Best Practices for Access Controls in AI Systems

Data protection in AI workflows is more than a technical control — it is a core element of customer trust and regulatory compliance. AI tools love data, retain it in unexpected ways, and connect to systems that often hold far more than employees realize. A thoughtful data protection program ensures that the right information flows to the right AI tools, and only those, with appropriate safeguards at every step.

  1. Know What Goes Into Each AI Tool:
  • Inventory Data Flows: Document what data each AI tool can see through prompts, uploads, and connected sources such as email, drives, and customer systems.
  • Review Defaults: Vendor defaults often favor data retention and training use; explicitly configure each tool to align with your data protection requirements before approving broad adoption.

  1. Encrypt Sensitive Data:
  • At Rest: Encrypt prompt logs, fine-tuning datasets, embeddings, and any storage holding AI-related data, with carefully managed and rotated keys.
  • In Transit: Use modern TLS for every connection to and from AI services, including internal applications that call AI APIs on behalf of users.

  1. Plan Backup and Recovery:
  • Cover AI-Specific Assets: Back up custom models, prompt libraries, vector stores, agent configurations, and guardrails, not just the underlying infrastructure.
  • Test Restores Regularly: Validate backups by performing actual recovery exercises at least annually, including verification that AI tools function correctly after restoration.

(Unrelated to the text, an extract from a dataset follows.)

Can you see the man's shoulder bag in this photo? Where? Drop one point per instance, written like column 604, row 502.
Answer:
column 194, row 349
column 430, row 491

  1. Manage Retention and Deletion:
  • Set Retention Periods: Define clear retention rules for prompts, outputs, training data, and logs, and configure AI tools to enforce them automatically where possible.
  • Honor Deletion Requests: Be prepared to remove personal data from AI systems on request, including from training sets and historical conversations where applicable.

  1. Protect Personally Identifiable Information:
  • Restrict by Default: Treat personal data as off-limits to public AI tools by default, with explicit, documented approvals required for any exceptions.
  • Use Privacy-Enhancing Techniques: Where AI must process personal data, consider anonymization, pseudonymization, or aggregation to reduce identifiability and limit exposure.

  1. Embed Privacy by Design:
  • Review New Use Cases Early: Conduct a brief privacy review at the start of every AI initiative, before tools are configured or data is connected.
  • Document Decisions: Maintain records of privacy reviews, approvals, and residual risks so the organization can demonstrate due care to regulators, customers, and partners.